M-RCBG Associate Working Paper No. 170
Congress at a Climate Crossroads: Legislative Pathways for Decarbonization in the United States
Myer Jei Johnson-Potter
2021 John Dunlop Undergraduate Thesis Prize Honorable Mention
On November 3rd, 2020 the world watched the results of the U.S. 2020 election trickle in with bated breath. Through the duration of the campaign, pundits, policy experts, politicians, and activists repeatedly commented on the unprecedented stakes of the election. In the year leading up to the election, the U.S. underwent the devastating impacts of the COVID-19 pandemic, a prolonged economic crisis, a national reckoning on racial injustice and record-breaking protests, the first impeachment trial of President Donald Trump, catastrophic wildfires, and the most active hurricane season in recorded history.
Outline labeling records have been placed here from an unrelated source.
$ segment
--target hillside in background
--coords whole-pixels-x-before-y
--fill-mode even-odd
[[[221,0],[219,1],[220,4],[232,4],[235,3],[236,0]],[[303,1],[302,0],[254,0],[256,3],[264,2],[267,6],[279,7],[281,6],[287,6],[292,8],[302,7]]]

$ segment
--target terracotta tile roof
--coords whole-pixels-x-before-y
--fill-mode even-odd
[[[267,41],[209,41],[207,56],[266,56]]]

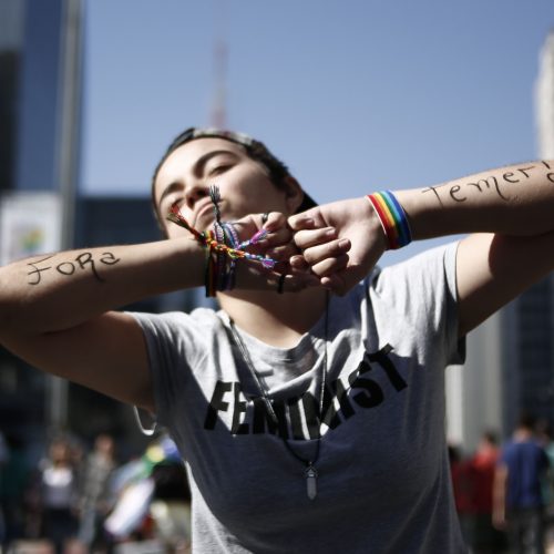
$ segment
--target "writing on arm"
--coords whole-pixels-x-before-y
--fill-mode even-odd
[[[63,259],[60,263],[53,263],[53,257],[54,255],[52,254],[44,258],[27,263],[30,268],[27,274],[29,285],[40,285],[42,274],[52,271],[66,277],[76,275],[80,271],[90,271],[99,283],[103,283],[105,279],[99,273],[101,265],[113,266],[121,261],[121,258],[115,257],[111,252],[103,252],[100,255],[94,255],[91,252],[82,252],[75,257]]]
[[[542,165],[541,165],[542,164]],[[493,191],[502,201],[509,202],[510,197],[505,195],[507,187],[516,184],[524,184],[538,171],[545,174],[546,179],[554,184],[554,171],[547,162],[541,162],[537,165],[525,165],[522,167],[510,168],[502,175],[489,175],[479,179],[468,179],[465,183],[444,183],[438,186],[423,188],[423,194],[432,193],[437,201],[443,205],[448,198],[455,203],[468,201],[471,193],[483,194]]]

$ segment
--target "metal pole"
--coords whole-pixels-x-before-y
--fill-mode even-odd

Many constituencies and interest groups certainly had much to win or lose during this election cycle, but the implications of the Presidential and U.S. Senate elections were particularly pronounced for those hoping that the United States would rejoin its international partners in the battle to solve the climate crisis. The very next day after the election, the U.S. was set to become the first country to formally withdraw from the 2015 Paris Climate Agreement, which made the stakes of the election for the future of American climate policy even more starkly apparent.